Requests for removal of protected trees shall be subject to the additional permit and mitigation requirements listed in Section... if any of the following conditions exist:
(1) Tree removal would result in more than a 25 percent reduction of the tree canopy cover on the subject parcel over the most recent three-year period.
(2) The ground slope within the drip line of the protected tree exceeds:(3) Tree removal would remove midsummer shade (as defined in Section ...) from more than 700 square feet of pavement or other nonvegetated improved surface. [Example text by the authors]
15 percent for soils with a soil K value of 0.3 or greater;
20 percent for soils with a soil K value less than 0.3.
The standards may also be listed in a separate document which is referenced in the ordinance as in the following example.
Not withstanding any of the other requirements of these regulations, it shall be unlawful to remove a specimen tree without the express written permission of the County Arborist or authorized agent(s). [The decision of the the County Arborist or authorized agent(s) shall be consistent with the] Administrative standards [that] have been established by the Director of the Department of Environment and Community Development for the identification, preservation and protection of specimen trees.
[Fulton Co, GA: Tree Preservation Ordinance Sec. I.V.C]
Most individual tree protection provisions are poorly suited to protecting groups or stands of trees because they lack performance standards that adequately account for the cumulative effect of tree loss. Evaluations are normally made on a tree-by-tree basis in individual tree protection provisions. If we look at any single tree closely enough, it is usually possible to find some reason to permit its removal - it may be relatively small, or in less than perfect condition, or located in an inconvenient portion of the parcel. By focusing on each individual tree, a heritage tree provision can allow a landowner or developer to "divide and conquer" a stand of trees, sometimes reducing a functional stand to one or two token heritage trees. Better protection of tree resources in wooded or forested areas can generally be achieved by utilizing strategies discussed under provision 32.

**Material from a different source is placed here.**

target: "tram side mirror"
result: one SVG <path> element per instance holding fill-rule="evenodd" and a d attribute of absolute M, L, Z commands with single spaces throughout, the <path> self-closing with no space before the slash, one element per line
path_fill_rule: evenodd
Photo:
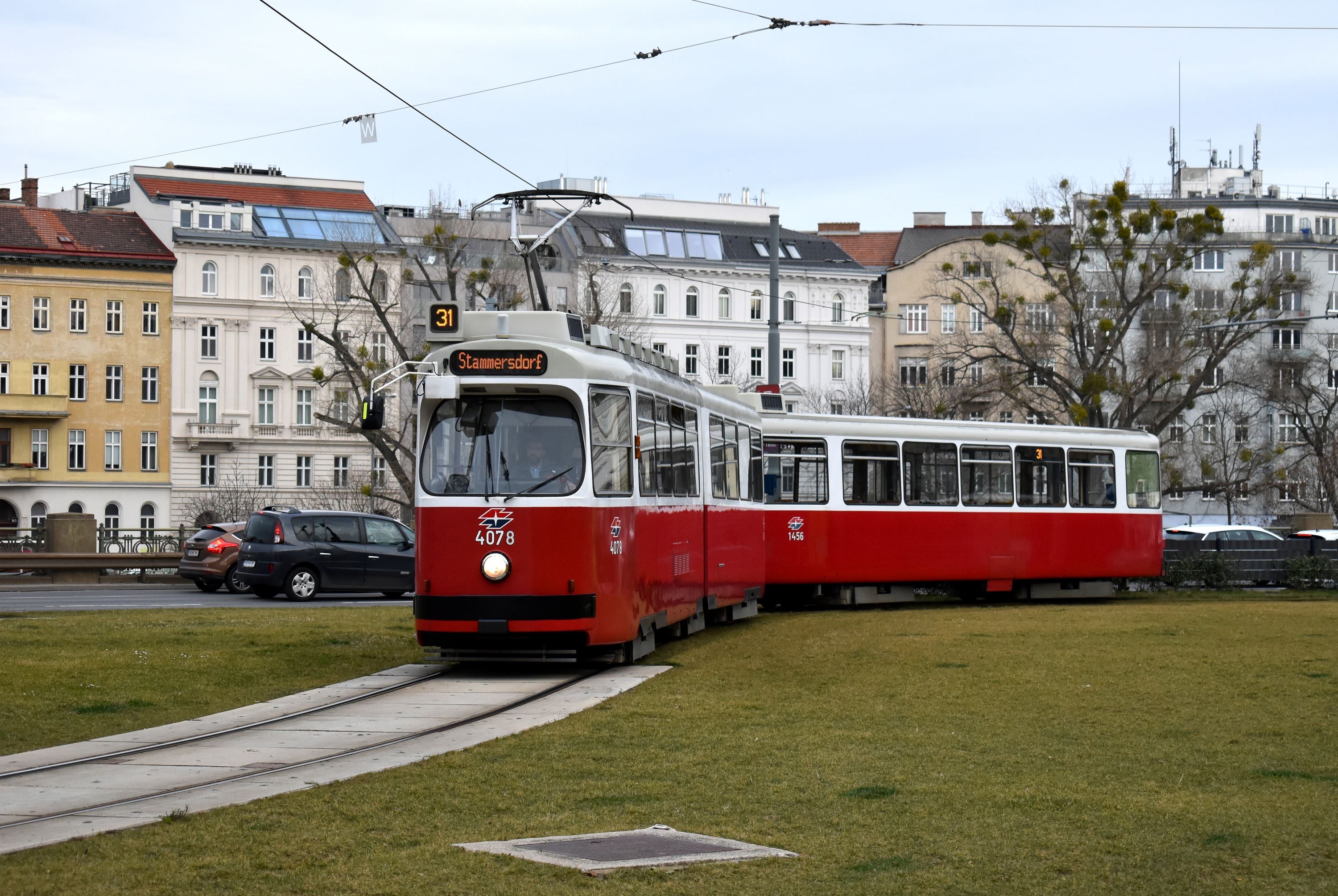
<path fill-rule="evenodd" d="M 363 401 L 363 429 L 380 429 L 385 424 L 385 399 L 376 396 Z"/>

Permit process requirements. Permit applicants are normally required to provide the information necessary to decide if the proposed action meets the established standards for approval. Depending upon the criteria used to judge tree removal applications, this may include plot maps, data on tree size and condition, and the anticipated visual or environmental effects of removal. As a general rule, the information required should be limited to that which is needed to determine whether the permit should be granted and what mitigation (if any) should be required to offset the impacts of a permitted action. Many cities have standard forms listing the types of information to be submitted. Some communities exempt their municipal departments from the permit process, although this is not the case in the following example. Requiring city departments to meet the same requirements as private property owners assures more uniform implementation, and may provide beneficial public relations value as well.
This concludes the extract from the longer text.